Conservative justices also voice doubt on Trump administration’s tariff argument
Michael Sainato
It’s worth noting that even conservative justices sound doubtful of the strength of the Trump administration’s position on the legality of its tariffs. “The vehicle is the imposition of taxes on Americans, and that has always been a core power of Congress,” said Chief Justice John Roberts.
After D John Sauer argued that the International Emergency Economic Powers Act, or IEEPA, enabled Trump to impose sweeping tariffs, Justice Brett Kavanaugh said: “One problem you have is that presidents since IEEPA have not done this.”

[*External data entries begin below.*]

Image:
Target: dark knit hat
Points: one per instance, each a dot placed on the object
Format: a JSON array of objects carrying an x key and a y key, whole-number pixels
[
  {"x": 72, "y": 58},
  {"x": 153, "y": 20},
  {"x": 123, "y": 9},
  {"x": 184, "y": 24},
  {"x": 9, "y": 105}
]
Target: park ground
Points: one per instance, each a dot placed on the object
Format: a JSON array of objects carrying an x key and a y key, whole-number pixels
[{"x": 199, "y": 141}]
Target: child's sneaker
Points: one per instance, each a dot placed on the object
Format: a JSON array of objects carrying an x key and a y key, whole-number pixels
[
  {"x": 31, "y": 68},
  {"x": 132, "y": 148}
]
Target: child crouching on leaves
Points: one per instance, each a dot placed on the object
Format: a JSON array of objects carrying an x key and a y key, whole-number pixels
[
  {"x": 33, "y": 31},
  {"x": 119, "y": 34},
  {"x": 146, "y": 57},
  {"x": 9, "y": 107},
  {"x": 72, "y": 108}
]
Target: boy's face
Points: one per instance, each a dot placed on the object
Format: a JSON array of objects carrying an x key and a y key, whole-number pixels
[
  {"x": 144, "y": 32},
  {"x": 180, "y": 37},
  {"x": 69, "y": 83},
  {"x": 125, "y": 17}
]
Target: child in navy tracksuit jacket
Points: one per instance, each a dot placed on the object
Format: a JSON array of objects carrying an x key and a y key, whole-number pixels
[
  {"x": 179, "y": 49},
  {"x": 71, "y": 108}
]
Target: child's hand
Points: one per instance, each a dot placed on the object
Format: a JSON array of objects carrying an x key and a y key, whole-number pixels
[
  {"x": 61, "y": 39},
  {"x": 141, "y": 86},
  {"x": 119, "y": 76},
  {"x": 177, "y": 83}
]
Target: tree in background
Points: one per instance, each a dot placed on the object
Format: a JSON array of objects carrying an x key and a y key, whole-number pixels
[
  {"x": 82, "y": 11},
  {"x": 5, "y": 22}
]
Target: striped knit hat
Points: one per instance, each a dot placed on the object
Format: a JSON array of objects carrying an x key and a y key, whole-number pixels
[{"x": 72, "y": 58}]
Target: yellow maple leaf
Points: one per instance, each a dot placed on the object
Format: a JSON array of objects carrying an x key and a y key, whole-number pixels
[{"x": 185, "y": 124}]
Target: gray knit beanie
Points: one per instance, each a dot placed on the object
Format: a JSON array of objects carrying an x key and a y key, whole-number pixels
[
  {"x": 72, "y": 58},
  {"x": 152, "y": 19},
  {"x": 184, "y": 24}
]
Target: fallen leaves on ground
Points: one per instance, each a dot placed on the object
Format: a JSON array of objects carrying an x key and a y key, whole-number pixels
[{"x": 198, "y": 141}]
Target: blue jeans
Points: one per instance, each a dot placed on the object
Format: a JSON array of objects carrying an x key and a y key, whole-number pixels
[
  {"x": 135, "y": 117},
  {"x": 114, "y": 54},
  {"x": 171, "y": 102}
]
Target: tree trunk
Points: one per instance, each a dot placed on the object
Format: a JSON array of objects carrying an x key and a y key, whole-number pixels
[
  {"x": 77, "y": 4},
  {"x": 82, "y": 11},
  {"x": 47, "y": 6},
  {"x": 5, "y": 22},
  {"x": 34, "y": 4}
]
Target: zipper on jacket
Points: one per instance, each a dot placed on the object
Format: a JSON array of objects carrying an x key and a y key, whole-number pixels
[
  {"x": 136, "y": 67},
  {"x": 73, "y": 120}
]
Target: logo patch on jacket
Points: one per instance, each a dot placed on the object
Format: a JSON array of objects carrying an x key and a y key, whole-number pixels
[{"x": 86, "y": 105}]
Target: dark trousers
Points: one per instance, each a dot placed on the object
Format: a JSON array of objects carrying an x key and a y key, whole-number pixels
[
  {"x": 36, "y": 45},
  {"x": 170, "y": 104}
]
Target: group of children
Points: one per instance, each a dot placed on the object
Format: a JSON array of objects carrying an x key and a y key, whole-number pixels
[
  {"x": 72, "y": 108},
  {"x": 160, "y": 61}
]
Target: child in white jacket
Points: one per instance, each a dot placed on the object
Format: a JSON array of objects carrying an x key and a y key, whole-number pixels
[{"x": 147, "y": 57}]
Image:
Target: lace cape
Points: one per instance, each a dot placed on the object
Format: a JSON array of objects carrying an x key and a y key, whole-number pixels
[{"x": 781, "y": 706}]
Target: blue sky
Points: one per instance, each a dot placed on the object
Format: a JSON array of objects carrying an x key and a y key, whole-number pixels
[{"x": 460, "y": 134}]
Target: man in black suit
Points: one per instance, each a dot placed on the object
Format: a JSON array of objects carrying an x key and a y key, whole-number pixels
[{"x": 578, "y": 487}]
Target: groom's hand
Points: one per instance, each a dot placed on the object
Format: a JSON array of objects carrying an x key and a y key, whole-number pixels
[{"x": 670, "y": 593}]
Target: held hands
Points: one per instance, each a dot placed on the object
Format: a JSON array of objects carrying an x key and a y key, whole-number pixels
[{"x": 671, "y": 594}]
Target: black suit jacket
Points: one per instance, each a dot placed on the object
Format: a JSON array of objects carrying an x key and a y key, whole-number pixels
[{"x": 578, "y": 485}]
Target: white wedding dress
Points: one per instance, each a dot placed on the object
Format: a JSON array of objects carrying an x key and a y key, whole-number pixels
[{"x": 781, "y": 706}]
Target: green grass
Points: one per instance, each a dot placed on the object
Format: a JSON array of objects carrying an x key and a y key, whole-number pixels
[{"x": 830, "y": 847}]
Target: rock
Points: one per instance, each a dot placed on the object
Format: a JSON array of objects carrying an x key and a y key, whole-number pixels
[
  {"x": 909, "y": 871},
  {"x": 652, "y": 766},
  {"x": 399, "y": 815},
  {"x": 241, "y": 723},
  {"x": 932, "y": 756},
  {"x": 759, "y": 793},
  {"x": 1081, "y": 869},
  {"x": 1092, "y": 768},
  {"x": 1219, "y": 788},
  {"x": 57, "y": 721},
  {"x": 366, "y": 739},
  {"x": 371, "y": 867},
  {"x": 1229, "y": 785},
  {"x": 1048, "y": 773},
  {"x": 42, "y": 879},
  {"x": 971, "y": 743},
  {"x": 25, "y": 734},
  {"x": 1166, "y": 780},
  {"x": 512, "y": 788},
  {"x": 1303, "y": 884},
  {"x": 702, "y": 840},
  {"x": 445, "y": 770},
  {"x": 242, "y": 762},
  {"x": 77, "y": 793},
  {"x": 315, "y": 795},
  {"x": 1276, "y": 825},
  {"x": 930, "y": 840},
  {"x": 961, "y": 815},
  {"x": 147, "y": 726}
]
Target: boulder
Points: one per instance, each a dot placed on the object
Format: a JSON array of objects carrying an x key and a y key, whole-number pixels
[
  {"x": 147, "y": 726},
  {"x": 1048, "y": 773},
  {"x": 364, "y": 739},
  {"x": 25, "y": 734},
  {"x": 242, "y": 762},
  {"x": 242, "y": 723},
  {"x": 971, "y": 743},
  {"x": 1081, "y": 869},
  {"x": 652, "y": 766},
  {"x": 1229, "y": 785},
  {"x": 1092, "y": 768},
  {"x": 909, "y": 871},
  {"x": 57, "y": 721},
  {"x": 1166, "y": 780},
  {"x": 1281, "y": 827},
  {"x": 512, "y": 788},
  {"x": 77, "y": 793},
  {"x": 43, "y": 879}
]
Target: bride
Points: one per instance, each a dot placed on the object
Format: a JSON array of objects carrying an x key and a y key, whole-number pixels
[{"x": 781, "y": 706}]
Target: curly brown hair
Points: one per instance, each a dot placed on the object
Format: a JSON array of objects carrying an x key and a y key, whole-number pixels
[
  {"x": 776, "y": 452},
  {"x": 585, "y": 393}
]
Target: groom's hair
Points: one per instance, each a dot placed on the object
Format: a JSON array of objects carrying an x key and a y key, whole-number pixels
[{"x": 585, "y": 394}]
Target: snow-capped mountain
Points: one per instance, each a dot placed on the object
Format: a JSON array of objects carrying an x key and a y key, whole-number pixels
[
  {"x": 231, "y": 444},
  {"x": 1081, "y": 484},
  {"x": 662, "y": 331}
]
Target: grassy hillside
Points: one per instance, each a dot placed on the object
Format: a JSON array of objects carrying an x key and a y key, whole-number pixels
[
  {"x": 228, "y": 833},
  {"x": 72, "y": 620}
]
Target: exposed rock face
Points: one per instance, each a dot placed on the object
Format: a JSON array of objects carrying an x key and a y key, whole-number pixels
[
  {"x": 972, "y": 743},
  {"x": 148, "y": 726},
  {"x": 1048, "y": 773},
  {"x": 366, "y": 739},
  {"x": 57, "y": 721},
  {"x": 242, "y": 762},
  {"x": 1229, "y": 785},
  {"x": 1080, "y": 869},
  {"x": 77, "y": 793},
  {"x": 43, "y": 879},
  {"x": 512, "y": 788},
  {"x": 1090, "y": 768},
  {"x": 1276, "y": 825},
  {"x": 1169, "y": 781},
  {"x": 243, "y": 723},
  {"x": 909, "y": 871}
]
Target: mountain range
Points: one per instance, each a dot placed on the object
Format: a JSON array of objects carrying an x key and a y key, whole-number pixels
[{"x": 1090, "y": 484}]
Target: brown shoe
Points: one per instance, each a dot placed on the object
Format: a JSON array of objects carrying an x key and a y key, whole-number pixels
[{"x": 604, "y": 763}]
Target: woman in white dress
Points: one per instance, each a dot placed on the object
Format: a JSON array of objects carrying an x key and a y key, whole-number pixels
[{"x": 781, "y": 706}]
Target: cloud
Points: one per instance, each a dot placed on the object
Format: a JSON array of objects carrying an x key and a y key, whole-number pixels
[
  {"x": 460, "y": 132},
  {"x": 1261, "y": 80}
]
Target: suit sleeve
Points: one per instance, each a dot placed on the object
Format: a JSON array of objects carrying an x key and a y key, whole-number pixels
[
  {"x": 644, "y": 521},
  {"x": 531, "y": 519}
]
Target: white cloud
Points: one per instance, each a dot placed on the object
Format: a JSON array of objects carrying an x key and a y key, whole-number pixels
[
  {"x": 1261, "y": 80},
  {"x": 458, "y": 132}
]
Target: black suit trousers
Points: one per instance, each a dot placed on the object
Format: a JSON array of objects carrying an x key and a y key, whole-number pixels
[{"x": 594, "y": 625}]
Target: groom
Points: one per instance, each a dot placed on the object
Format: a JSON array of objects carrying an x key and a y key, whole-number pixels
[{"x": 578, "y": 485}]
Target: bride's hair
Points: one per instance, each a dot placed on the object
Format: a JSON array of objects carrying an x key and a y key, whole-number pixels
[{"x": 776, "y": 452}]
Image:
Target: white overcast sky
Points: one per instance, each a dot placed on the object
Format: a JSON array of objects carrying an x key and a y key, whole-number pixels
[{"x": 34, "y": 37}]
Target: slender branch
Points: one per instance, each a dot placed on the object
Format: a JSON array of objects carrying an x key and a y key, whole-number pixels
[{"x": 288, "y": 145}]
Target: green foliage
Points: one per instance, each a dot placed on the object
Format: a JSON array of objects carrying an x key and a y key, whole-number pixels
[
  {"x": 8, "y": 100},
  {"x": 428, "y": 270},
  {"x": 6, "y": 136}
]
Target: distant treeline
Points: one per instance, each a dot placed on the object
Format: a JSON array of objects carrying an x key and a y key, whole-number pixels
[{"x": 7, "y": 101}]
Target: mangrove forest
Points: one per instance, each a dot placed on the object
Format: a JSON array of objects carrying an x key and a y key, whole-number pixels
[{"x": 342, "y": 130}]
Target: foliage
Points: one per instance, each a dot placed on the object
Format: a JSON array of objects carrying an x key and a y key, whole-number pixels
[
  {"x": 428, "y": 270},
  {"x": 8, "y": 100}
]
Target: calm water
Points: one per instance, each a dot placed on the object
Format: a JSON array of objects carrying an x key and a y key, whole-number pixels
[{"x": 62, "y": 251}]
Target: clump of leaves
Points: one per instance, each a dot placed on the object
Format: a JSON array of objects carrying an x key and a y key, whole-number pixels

If you’re listening to the arguments, you will have heard the term “major questions doctrine” come up a few times. This is the legal principle that means a federal agency cannot create new, significant economic or political policies unless Congress uses plain language to authorize them.
Because the IEEPA doesn’t include specific terms like “tariffs” or “duties”, justices today have taken issue with the Trump administration’s argument today. Chief Justice Roberts questioned why the solicitor general doesn’t think the doctrine applies in this case.
Justice Gorsuch pushed Sauer even further, warning that the tariffs in this case could be “a one-way ratchet toward the gradual but continual accretion of power in the executive branch and away from the people’s elected representatives”.
Trump administration defends tariffs as ‘regulatory’
Interestingly, Sauer said today that the tariffs “are regulatory”.
“They are not revenue-raising tariffs, the fact that they raise revenue is only incidental,” he added.
Trump, however, has touted the levies as a huge boon for the American economy, including offsetting the national debt, and revitalizing domestic manufacturing.